I already have the Orange Belles one (I got it last summer) and the nursery has the other two, but in bright red. (Telling you about it, I have convinced myself. Tecomas are rather pricey, $120 each, but so worth it!) Their leaves are EVERGREEN in as mild a winter as we have here, they adore nothing more than to bask in HOT temps., they are fern like in appearance, AND are rapid growers. I'M SOLD!
So a solid 8' wall of loveliness along approx. 24' of my back fence and privacy from the neighbor's 2nd story stare into my backyard, food for the hummers nearly year around, and no pruning necessary to produce blooms. Since I'm planting them each in a 30 gallon container (meaning I can move them around as I please to get the most bang for my buck and the best environment for them, thereby nothing is "in stone" as to their position), they will be that much higher in height, blocking even more view from my neighbor's upstairs windows. What a happy relief!!!
I'M TAKING BACK MY HOME! This is good. It's taking some time, but it IS getting done, albeit slowly. I just made my FIRST appointment with the Disabled Veterans to pick up some of my donations. I forgot what's in the boxes in my car and pickup, but I have until a week from Thursday to count them up, decide if they'll take everything, and add some things, too. Why am I so afraid to part with these things? If I need them sometime in the future, I can easily replace them. (That does sound like MD, though. But where she couldn't STOP "letting go" of things, whether precious to others or not, I need to learn to let go of things and stop the fear involved in doing that.) The way I go on about it, you'd think that I'd had a childhood of extreme poverty and hunger, and so I feel the need to hoard things. That was not the case.

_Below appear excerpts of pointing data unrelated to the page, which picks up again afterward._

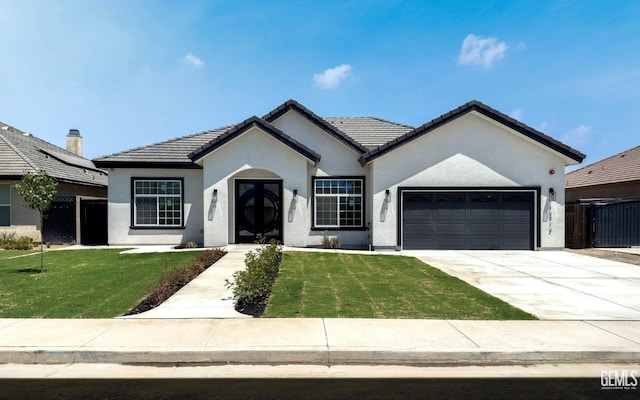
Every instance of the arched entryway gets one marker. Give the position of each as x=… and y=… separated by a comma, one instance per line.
x=258, y=205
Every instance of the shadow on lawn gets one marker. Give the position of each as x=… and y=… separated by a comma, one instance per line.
x=29, y=271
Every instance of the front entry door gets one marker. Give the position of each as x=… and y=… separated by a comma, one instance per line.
x=258, y=210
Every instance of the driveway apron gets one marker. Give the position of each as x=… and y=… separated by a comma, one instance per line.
x=552, y=285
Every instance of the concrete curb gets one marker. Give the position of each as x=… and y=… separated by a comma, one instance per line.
x=285, y=356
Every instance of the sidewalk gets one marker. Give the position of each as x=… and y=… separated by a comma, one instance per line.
x=317, y=341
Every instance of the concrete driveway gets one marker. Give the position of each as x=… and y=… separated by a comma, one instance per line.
x=548, y=284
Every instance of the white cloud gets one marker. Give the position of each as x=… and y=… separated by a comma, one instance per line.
x=193, y=60
x=578, y=136
x=518, y=113
x=331, y=78
x=481, y=51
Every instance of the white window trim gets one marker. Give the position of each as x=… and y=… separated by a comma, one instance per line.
x=338, y=196
x=179, y=198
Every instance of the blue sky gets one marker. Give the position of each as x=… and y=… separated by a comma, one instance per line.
x=131, y=73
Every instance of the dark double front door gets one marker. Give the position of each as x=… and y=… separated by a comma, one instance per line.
x=258, y=210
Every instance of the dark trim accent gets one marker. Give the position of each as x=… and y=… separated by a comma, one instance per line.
x=236, y=200
x=317, y=121
x=147, y=164
x=536, y=217
x=132, y=221
x=160, y=227
x=264, y=126
x=313, y=204
x=463, y=110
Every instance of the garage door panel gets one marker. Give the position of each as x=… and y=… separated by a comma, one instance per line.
x=483, y=244
x=484, y=213
x=451, y=213
x=484, y=228
x=451, y=244
x=468, y=220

But MD did make things disappear, things that meant a lot to me. I'm beginning to fill her out in my own mind regarding how she handled my abuse. She used a lot of physical abuse, but even more so she used mental torture on me: the songs so sad they'd make me cry and then I was slapped into silence. Leaving me at the church camp with my abuser being one of the ministers. Making my friends, the twins, watch her make my dress so they'd learn how, but saying to them how stupid and ineffectual I was. These dresses, all alike and yellow gingham, were from the money I made all summer selling those gorgeous, ripe beefsteak tomatoes door to door to the neighborhood housewives for 5¢/lb. I made $27.00, a TON of money in those days, and MD took it from me and gave EACH of us $9.00 and insisted we blow it on Playland at the Beach (a now defunct amusement park in San Francisco) and those dumb dresses. The twins became wonderful seamstresses and made all their own school clothes I found out later. I've never even tried to sew anything again. MD was such a dud as a mother.

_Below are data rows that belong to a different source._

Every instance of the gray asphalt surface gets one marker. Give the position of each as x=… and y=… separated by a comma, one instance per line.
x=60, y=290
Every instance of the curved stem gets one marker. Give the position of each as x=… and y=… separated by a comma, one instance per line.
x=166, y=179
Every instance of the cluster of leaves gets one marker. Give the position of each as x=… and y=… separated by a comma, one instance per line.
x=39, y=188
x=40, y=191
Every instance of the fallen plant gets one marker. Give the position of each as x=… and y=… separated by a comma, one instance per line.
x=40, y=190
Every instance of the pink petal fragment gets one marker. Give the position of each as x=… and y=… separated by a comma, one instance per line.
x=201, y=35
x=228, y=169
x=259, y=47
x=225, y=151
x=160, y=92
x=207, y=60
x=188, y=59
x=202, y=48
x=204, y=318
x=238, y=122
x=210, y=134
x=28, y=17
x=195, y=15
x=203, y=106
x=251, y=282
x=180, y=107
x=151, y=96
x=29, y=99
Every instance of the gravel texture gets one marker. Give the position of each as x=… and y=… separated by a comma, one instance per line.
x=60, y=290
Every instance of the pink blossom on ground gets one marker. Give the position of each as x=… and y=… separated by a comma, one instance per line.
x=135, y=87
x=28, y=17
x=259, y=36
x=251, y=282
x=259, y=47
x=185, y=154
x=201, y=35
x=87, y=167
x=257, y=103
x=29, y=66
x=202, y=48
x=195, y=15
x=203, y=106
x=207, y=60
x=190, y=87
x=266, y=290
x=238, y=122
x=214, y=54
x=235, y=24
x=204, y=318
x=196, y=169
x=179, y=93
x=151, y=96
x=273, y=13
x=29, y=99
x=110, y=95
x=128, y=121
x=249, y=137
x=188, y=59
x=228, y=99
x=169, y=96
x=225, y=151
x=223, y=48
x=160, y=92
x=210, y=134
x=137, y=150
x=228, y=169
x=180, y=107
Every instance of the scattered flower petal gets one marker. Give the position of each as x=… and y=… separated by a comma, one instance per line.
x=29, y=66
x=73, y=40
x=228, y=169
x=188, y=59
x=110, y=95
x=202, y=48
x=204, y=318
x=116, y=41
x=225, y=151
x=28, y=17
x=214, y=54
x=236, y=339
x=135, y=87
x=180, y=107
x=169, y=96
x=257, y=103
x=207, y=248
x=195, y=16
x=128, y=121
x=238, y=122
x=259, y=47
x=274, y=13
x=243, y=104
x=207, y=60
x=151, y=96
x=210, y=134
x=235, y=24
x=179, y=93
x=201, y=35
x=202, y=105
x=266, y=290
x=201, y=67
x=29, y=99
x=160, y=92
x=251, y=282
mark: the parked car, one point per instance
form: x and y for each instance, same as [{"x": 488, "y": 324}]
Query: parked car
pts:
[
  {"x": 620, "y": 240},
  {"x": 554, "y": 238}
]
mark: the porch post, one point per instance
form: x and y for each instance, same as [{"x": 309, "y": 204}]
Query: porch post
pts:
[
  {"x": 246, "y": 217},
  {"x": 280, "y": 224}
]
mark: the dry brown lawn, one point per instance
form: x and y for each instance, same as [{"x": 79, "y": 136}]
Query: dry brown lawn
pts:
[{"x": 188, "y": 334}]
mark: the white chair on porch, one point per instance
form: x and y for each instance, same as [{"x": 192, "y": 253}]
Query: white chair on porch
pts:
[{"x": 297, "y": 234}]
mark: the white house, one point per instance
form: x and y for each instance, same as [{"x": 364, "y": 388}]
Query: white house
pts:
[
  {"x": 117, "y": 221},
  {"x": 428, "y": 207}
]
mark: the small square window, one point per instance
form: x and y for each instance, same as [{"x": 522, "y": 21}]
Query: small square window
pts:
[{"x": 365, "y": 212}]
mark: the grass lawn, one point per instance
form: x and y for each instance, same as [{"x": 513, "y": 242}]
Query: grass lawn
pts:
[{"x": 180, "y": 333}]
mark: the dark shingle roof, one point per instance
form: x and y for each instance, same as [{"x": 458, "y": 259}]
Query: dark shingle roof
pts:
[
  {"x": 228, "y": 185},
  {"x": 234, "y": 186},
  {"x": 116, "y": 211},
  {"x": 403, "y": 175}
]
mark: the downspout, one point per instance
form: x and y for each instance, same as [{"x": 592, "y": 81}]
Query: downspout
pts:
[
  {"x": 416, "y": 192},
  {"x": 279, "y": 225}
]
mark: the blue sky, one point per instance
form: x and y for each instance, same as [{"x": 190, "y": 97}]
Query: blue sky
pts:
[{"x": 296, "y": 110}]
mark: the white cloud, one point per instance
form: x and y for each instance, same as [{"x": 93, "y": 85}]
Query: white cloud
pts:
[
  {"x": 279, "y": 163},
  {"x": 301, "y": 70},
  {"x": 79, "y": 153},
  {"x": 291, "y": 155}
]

But now I'm trying to straighten up EVERYTHING, all at once, but this is a BIG job for one person. The other night I heard on TV this saying:
...and it made me cry. I really do feel all alone in this. DS is so busy working, so he just wants to collapse or play some videogames after a 12 hour shift. Understandable. But then where does that leave me? I'm not even sure that I can do it. But I do know that I have to at least try. So one tiny step at a time and try to keep up with what I've already accomplished. And try to keep the faith as well. If I allow this to get me down, I'm sunk!Many hands make light work. - John Heywood
I can't let the turkeys get me down!